If you can’t answer that question confidently but need the funds, ask the lender or institution about extended repayment options or if it offers hardship payment relief. While relief options won’t pay down your debt, they may reduce the risk of default and can make your monthly payments more budget-friendly.

If you are in a sticky situation and cannot make the payments, contact your lender’s customer service department immediately. It’s always better to be up-front with the lender and communicate your situation as soon as possible to reduce your risk of default.

How to get out of loan default

There are a few alternatives that can help you get out of default and back on your feet if you’ve already received the default notice. Other than speaking to your lender about repayment options, you can also consider borrowing a debt consolidation loan, although this may be hard to secure after defaulting.

If your credit is solid, you have a rich history of positive repayments or you have a creditworthy co-signer, you may be able to combine your defaulted debt with other open accounts through a debt consolidation loan. This will take your loan out of default status. However, you’ll need to closely examine your budget to make sure you can afford the monthly payments on the new loan.

A common option is seeking a credit counselor to help you manage and pay down your debt. Credit counselors offer services to help consumers get back on track financially, and some organizations offer their assistance free of charge.

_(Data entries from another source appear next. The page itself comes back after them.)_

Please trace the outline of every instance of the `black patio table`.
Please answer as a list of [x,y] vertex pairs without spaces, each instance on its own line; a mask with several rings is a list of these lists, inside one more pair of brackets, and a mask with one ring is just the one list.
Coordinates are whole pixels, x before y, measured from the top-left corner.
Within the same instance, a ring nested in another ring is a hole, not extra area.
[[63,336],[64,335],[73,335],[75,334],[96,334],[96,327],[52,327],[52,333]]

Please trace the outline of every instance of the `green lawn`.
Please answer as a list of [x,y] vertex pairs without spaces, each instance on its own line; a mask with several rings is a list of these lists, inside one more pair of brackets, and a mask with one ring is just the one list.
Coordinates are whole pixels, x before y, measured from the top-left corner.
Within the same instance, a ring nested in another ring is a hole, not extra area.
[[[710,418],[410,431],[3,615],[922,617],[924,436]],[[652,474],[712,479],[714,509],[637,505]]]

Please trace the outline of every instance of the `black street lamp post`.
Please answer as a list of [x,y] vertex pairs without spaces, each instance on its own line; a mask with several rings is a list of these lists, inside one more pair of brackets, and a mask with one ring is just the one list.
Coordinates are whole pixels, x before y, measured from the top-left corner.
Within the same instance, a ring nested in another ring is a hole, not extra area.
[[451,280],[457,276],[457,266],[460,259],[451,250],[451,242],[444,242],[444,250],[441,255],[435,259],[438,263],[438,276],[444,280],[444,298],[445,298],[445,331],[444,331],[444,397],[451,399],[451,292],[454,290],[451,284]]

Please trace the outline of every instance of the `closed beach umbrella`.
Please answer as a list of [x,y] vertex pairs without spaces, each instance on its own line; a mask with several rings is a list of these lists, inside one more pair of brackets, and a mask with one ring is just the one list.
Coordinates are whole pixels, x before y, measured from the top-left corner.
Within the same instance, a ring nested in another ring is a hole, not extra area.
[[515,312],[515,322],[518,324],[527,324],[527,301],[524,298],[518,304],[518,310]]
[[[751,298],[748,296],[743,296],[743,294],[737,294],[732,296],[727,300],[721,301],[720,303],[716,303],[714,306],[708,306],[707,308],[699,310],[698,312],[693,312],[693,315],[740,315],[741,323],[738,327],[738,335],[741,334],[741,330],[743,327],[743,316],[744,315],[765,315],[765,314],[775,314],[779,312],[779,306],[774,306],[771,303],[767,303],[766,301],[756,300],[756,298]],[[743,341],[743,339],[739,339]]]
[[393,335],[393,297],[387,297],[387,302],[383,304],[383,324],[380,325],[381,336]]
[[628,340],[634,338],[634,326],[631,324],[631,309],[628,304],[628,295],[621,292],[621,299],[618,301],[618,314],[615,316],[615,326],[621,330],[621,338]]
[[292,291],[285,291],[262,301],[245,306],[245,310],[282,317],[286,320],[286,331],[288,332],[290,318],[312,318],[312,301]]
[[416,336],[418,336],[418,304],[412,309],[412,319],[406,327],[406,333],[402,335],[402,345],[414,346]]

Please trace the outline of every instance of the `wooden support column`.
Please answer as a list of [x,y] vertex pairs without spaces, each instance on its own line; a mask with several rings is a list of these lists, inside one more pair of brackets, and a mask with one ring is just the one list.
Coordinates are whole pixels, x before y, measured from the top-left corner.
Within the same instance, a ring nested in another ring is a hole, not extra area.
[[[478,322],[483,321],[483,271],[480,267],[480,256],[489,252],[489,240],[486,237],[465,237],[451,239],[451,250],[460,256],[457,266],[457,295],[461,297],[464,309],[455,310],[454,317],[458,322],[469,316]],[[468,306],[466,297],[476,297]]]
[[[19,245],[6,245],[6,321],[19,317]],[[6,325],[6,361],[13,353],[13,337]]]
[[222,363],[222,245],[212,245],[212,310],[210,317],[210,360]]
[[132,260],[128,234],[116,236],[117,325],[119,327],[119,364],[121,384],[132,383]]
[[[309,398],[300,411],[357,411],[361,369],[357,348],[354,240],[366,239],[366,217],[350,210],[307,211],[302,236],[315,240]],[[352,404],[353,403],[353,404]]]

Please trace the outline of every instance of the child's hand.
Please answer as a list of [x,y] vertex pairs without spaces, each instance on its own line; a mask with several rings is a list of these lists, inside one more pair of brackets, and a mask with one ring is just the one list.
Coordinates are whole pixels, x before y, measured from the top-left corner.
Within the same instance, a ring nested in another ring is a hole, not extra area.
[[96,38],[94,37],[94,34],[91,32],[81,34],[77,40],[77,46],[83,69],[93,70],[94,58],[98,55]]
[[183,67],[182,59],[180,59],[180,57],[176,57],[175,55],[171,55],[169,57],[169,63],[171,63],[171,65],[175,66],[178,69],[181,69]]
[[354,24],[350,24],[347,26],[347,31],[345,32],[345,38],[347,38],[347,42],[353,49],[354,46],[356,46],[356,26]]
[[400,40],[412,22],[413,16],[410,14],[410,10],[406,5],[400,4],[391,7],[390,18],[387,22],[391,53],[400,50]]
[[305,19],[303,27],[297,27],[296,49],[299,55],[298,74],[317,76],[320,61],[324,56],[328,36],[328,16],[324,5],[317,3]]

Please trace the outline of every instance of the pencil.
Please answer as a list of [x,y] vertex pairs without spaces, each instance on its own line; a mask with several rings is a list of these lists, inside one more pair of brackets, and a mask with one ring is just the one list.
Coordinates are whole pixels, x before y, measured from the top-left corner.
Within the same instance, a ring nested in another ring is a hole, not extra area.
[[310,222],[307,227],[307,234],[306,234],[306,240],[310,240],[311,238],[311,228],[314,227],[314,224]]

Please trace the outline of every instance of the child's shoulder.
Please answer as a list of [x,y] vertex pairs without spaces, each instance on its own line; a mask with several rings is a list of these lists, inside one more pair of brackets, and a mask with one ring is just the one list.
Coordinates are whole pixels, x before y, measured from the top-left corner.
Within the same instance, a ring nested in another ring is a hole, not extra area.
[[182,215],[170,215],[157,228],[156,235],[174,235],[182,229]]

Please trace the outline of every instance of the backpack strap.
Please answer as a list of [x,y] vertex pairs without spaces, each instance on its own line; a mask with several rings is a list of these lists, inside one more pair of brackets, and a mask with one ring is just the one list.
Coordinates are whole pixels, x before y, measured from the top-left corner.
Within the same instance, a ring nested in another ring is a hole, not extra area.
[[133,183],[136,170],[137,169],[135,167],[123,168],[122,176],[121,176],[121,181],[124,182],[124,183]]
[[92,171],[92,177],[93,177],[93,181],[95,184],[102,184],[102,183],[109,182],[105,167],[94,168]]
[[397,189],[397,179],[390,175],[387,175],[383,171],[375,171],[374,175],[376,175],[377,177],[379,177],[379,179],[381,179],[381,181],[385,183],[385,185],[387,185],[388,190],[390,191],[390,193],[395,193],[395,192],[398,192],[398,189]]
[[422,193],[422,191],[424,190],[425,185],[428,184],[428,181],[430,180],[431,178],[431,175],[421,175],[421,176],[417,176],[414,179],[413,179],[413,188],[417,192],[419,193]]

Frequently asked questions about loan default

  • Defaulting on a loan is not a crime. Lenders don’t have legal jurisdiction to arrest you for an overdue balance. However, defaulting on a loan will have serious financial implications. It can result in the lender seizing your property as collateral (if applicable) and can be considered a civil offense, meaning that the lender could sue you for the unpaid amount.

  • Depending on the lender, missing a payment past the grace period could result in an automatic late fee and a small drop in your credit score. It’s best to repay the delinquent amount as soon as possible, as long standing unpaid amounts will result in a drop in credit, possible wage garnishment and default.

  • Installment loans show up on your credit report in multiple ways. When you first apply for a loan, the lender will conduct a hard credit check, which will result in a drop in your credit score. The loan will also appear as an open credit account, and if you miss a payment, it will remain on your report for up to seven years.